In the mathematical field of set theory, a generic filter is a kind of object used in the theory of forcing, a technique used for many purposes, but especially to establish the independence of certain propositions from certain formal theories, such as ZFC. For example, Paul Cohen used forcing to establish that ZFC, if consistent, cannot prove the continuum hypothesis, which states that there are exactly $\aleph_1$ real numbers.

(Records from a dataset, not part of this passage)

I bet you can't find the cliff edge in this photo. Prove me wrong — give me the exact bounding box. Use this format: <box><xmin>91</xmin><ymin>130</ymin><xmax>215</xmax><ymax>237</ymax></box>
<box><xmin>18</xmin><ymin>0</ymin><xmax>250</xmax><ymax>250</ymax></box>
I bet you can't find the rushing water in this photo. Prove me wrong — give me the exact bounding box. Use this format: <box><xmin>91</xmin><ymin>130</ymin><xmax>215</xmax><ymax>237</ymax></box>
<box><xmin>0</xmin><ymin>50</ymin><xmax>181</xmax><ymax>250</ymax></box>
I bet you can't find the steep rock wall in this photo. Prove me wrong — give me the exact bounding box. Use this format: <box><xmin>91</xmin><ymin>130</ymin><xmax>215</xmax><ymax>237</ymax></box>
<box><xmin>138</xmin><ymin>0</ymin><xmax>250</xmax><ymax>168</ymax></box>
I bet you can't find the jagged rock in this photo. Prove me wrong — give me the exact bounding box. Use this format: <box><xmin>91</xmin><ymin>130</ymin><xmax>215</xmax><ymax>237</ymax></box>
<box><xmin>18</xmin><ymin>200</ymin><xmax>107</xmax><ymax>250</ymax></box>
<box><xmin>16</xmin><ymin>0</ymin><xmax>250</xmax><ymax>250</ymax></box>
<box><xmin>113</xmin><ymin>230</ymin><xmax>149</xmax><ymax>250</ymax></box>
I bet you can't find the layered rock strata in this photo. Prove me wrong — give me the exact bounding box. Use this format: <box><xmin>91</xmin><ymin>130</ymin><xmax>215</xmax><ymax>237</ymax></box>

In the contemporary re-interpretation of Cohen's proof, it proceeds by constructing a generic filter that codes more than $\aleph_1$ reals, without changing the value of $\aleph_1$.

Formally, let P be a partially ordered set, and let F be a filter on P; that is, F is a subset of P such that:
1. F is nonempty
2. If p, q ∈ P and p ≤ q and p is an element of F, then q is an element of F (F is closed upward)
3. If p and q are elements of F, then there is an element r of F such that r ≤ p and r ≤ q (F is downward directed)

Now if D is a collection of dense open subsets of P, in the topology whose basic open sets are all sets of the form {q∈P | q ≤ p} for particular p in P, then F is said to be D-generic if F meets all sets in D; that is,

$F\cap E \ne \varnothing,\,$ for all E ∈ D.

Similarly, if M is a transitive model of ZFC (or some sufficient fragment of ZFC), with P an element of M (partially ordered by ∈), then F is said to be M-generic, or sometimes generic over M, if F meets all dense open subsets of P that are elements of M.